We are evolutionary biologists with broad interests in the genetic and epigenetic basis of mammalian behavior, the process of speciation, and sex chromosome evolution. These research areas are connected by our interest in conflict, whether as a source of reproductive incompatibilities between species, a driver of evolution on sex chromosomes, or a modulator of molecular interactions between individuals. We integrate genomics and classical genetics with crossing experiments and behavioral assays.
Current and Recent Projects
Sex chromosome evolution in voles
Voles in the genus Microtus have exceptionally high rates of karyotypic evolution that include the sex chromosomes.

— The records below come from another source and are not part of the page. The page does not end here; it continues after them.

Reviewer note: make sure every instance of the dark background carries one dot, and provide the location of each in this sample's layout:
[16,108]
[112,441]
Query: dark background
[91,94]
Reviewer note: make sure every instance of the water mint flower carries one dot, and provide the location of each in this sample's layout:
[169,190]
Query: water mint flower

We discovered that the creeping vole (Microtus oregoni) has lost an independently segregating Y chromosome. Instead, the sex chromosome system comprises two X-like chromosomes - one maternally transmitted but present in male somatic cells and the other male-specific - both of which carry a largely intact copy of the ancestral Y chromosome fused to one end (Couger et al. 2021). This means that male creeping voles are exposed to an X chromosome that can only respond to selection in females and females are exposed to a full complement of previously male-limited genes, including multiple functional copies of Sry.
Sex chromosome constitution of female (L) and male (R) Microtus oregoni in a) somatic and b) germline cells.

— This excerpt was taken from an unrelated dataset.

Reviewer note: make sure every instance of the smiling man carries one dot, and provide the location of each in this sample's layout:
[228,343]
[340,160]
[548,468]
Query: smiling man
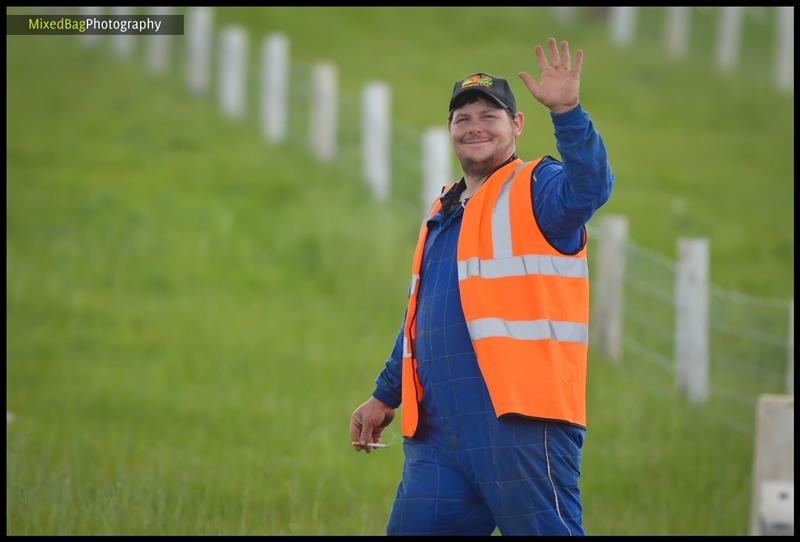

We are currently studying the gene regulatory consequences of these evolutionarily recent changes in sex chromosome constitution.
Upcoming work includes comparative analysis of sex chromosome evolution in the North American clade that includes M. oregoni.
The effects of placental dysregulation on maternal behavior and neural gene expression
We used a cross between the house mouse (Mus m. domesticus) and the Algerian mouse (Mus spretus) to study the effects of abnormal placental expression on mothers.
The role of imprinted genes in hybrid placental abnormalities
Hybrid placentas are oversized in one direction of the house mouse/Algerian mouse cross and undersized in the other. These opposite effects on growth are a signature of imprinted gene misexpression.
We found two imprinted genes that are strong candidates for causing structural abnormalities in the endocrine compartment of hybrid placentas, and downstream effects on maternal gene expression and behavior (Arévalo et al. 2021).